Para o meu apartamento muito difícil. Terminei há pouco tempo e não vejo nenhum mar à vista. Estou fechado para balanço no momento. E também é meio atípico uma mulher dar um buquê de flores para um homem, eu até que ficaria surpreso e me sentiria lisonjeado pelo ato.

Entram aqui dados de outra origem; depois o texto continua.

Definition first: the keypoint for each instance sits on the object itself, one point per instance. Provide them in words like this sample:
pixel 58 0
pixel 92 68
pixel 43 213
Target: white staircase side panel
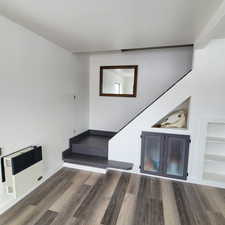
pixel 205 86
pixel 126 145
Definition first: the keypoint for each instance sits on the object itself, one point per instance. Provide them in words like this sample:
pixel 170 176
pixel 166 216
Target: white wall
pixel 158 69
pixel 37 83
pixel 205 85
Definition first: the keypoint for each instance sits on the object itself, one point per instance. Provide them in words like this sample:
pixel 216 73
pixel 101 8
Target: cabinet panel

Não sou tão machista assim, aliás o pouco de machismo que havia em mim a UFF até que já tirou.
Só sobrou o 202, que por sinal é o apartamento mais provável já que moram a Nanda e a Jennifer nele. As duas - até onde sei - são solteiras e como também estudam na UFF o contato e o círculo de amizades certamente que é grande, aumentando assim as possibilidades.
“Para quem seriam aquelas flores?”...
Enfim, abriu a padaria! Quando cheguei de volta da rua as flores ainda estavam lá. Certamente que eu não poderia entrar sem ler aquele cartão. Certifiquei-me que nenhum curioso me vigiava pela janela, escorei a bicicleta no muro e puxei o cartão: “Arroz para sobreviver e flores para ter pelo que viver, para Cacá”. Então, só dificultou mais minha vida. Passei a mão num raio de uns vinte centímetros e não achei arroz nenhum, alguém pegou o arroz e deixou as flores.
Nossa, que poético! Lembrei do verso de um poemeto de Machado de Assis quando ele diz “Flores me são teus lábios.” É, com a ajuda de Machado tenho quase certeza que o buquê é para uma das meninas do 202.Agora sobre o arroz ninguém me ajuda! Se bem que em tempos de quarentena… mas quando falta alguma coisa de cozinha aqui em casa e que seja rápido eu saio com um copo na mão pedindo emprestado. Se tivesse faltado arroz era só elas pedirem emprestado.
Enfim, entrei e como de costume antes do café eu tomo um banho e assim que terminei desci fingindo que iria pôr a bicicleta no estacionamento e quando cheguei no portão nem as flores nem o cartão - muito menos o arroz - estavam mais lá. Gente! O tempo de um banho! E agora? Como que vou resolver esse problema? Se eu não tiver certeza de para quem são aquelas flores eu não durmo hoje em paz.
Estou pensando em falar no grupo do prédio, como quem não quer nada, que tem um buquê em cima do muro para ver se o dono se pronuncia. Se bem que seria alarde demais, talvez eu me acusaria muito facilmente. Acho que seria mais preciso se eu fosse com um copo pedir um copo de arroz no apartamento das meninas, até a metáfora do arroz seria uma boa desculpa para colher informações. De qualquer forma seria muita intromissão minha perguntar, até porque já chegou nas mãos do destinatário.
De qualquer forma eu preciso arranjar um jeito melhor de descobrir isso, gente! Se eu ficar com essa dúvida entalada na garganta é perigoso até para um infarto… vamos, pensa, pensa, pensa …
Matheus Fernando é aluno de graduação em Psicologia na Universidade Federal Fluminense. É escritor que transita entre gêneros literários como poesia, crônica, conto, peça, ensaio e artigo.